President Alberto Fernández, together with the leaders of Mexico, Colombia and Bolivia, this week slammed the "unjustifiable judicial persecution" of Vice-President Cristina Fernández de Kirchner in a joint statement.
The comments were delivered in a joint statement read out by Argentina’s Presidential Spokesperson Gabriela Cerruti at the Casa Rosada on Thursday and came in response to the news that prosecutors are seeking a 12-year jail term for Argentina’s vice-president in a trial investigating alleged public works graft ('Vialidad').
As well as Fernández, Bolivia President Luis Arce, Colombia President Gustavo Petro, and Mexico President Andrés Manuel López Obrador also signed the statement.
"We express our absolute rejection of the unjustifiable judicial persecution that the current Vice-President of the Argentine Republic, Cristina Fernández de Kirchner, has been suffering," said the presidents.
"Such persecution aims to remove Cristina Fernández de Kirchner from public, political and electoral life, as well as to bury the values and ideals she represents, with the ultimate goal of implementing a neoliberal model," the four leaders warned.
In recent years, they noted, Argentina’s Judiciary "has opened numerous cases against her, many of which have had to be shelved in the absence of any solid evidence."
Fernández de Kirchner has been acquitted in several cases for alleged crimes that occurred when she was head of state from 2007 to 2015, but she still faces five trials.
"Together with the presidents, we express our strongest support for @CFKArgentina and roundly condemn the strategies of judicial persecution to eliminate political opponents," wrote President Fernández, as he shared the communiqué he signed with his regional peers on social networks.
According to Noticias Argentinas, citing official sources, the president "had been talking to his peers about the unfairness and concern of the situation [facing Cristina Fernández de Kirchner] and last night [Wednesday] the idea of expressing himself publicly came up."
Allegations and trial
Fernández de Kirchner, 69, is charged along with 12 others with the crimes of aggravated illicit association and fraudulent administration in a case about alleged corruption in the tendering of public works when she was president between 2007 and 2015.
The trial began in 2019 and judges are expected to issue a verdict before the end of the year.

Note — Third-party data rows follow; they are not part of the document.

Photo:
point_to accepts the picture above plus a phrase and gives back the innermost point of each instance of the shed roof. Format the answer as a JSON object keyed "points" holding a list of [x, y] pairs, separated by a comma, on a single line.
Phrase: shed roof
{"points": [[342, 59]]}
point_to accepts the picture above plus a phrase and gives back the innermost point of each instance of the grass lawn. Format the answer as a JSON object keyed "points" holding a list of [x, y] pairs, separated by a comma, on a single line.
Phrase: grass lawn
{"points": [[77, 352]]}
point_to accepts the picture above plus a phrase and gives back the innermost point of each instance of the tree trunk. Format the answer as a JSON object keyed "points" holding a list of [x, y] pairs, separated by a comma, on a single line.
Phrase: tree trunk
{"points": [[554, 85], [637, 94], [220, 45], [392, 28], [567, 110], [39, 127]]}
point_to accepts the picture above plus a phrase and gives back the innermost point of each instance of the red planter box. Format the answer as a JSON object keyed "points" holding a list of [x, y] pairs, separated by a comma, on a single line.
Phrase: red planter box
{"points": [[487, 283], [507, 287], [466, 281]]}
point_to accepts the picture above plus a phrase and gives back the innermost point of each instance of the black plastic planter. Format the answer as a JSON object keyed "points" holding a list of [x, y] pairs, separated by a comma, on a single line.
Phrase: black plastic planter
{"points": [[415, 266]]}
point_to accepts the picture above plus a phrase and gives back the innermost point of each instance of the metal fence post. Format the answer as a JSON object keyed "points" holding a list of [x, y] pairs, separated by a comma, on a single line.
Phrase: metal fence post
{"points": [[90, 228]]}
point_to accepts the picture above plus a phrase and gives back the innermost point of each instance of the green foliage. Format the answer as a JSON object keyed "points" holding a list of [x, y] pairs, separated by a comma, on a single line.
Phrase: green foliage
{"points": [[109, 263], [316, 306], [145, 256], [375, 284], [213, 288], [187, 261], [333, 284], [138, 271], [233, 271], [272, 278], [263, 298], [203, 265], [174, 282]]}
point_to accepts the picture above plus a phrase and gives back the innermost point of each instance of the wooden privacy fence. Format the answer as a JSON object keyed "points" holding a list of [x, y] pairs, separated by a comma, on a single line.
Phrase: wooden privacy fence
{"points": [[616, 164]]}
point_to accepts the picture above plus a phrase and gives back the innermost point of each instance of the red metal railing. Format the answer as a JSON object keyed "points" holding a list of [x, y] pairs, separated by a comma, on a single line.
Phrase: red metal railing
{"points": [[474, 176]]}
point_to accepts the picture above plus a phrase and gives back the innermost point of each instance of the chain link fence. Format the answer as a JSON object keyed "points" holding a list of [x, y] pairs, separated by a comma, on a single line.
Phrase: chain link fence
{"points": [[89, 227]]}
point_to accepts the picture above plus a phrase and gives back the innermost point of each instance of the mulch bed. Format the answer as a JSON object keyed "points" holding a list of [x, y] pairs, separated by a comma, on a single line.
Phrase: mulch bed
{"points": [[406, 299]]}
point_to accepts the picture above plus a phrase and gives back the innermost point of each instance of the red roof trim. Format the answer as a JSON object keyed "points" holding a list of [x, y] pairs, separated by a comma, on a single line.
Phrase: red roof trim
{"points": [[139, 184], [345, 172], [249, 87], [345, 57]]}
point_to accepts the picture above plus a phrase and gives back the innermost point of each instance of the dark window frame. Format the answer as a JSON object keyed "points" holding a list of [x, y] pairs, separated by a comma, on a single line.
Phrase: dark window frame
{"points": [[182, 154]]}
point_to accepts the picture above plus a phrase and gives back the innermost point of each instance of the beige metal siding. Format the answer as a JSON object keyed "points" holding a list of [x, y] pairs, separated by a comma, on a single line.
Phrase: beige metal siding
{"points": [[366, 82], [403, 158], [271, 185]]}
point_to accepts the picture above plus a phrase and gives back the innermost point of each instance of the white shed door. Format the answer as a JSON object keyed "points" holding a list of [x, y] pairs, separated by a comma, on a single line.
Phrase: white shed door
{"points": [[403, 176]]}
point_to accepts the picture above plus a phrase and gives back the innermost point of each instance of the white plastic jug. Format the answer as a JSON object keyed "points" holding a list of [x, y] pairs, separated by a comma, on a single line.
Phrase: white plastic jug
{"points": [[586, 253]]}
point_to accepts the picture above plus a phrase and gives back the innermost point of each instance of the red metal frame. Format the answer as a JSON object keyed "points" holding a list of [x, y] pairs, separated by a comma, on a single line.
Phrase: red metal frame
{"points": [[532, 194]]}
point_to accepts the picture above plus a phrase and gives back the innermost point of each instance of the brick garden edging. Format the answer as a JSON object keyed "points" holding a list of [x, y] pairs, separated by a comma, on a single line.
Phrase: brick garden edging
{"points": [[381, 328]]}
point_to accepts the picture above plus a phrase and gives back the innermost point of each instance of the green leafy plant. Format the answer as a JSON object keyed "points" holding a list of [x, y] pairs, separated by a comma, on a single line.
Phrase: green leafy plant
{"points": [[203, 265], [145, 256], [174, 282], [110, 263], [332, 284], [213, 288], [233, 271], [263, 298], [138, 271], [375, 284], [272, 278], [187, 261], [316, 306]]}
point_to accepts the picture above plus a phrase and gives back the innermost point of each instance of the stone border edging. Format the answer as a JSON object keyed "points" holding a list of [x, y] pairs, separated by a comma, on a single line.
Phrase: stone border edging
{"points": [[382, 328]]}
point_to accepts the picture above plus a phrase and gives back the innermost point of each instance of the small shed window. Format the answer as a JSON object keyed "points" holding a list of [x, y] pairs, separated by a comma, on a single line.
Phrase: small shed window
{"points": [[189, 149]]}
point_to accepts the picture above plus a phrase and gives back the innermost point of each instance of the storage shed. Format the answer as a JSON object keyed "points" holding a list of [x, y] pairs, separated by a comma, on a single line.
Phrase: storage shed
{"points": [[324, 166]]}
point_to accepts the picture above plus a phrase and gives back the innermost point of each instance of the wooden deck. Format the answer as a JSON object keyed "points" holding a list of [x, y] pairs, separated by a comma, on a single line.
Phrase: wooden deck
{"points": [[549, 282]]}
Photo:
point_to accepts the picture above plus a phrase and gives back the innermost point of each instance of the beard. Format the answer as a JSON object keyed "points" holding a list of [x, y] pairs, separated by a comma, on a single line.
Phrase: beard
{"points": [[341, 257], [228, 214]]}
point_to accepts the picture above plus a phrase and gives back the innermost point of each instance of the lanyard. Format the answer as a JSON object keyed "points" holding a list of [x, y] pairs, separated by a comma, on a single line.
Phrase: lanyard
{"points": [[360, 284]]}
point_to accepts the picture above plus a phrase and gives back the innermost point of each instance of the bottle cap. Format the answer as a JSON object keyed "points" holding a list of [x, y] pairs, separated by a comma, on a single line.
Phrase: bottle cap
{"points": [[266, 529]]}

The vice-president, who also presides over the Senate, enjoys parliamentary privileges that protect her from both imprisonment and disqualification. Only if the ruling is confirmed by the Supreme Court or if she loses her parliamentary immunity could a sentence against her become effective.
Amid thriving political polarisation, the prosecutor's request for Fernández de Kirchner’s jailing and disqualification from public office on Monday has multiplied the vice-president’s criticism of the court and anger among her supporters, who have called for demonstrations in defence of the veteran leader.
On Wednesday, Fernández de Kirchner received messages of solidarity from former heads of state and government officials across the region.
"I express my unconditional solidarity with the vice-president of Argentina and president of the Argentine Senate, Cristina Fernández de Kirchner," Brazilian ex-president Dilma Rousseff wrote on her Twitter account.
Bolivian ex-president Evo Morales, meanwhile, said on the same social network that "sister @CFKArgentina is the victim of an inclement attack of 'lawfare', or political warfare that uses justice as a weapon, to disqualify her."
"We repudiate the judicial and media harassment against @CFKArgentina," Cuban Foreign Minister Bruno Rodríguez said on Twitter.
Cuban leader Miguel Díaz-Canel also expressed his support for Fernández de Kirchner on social networks.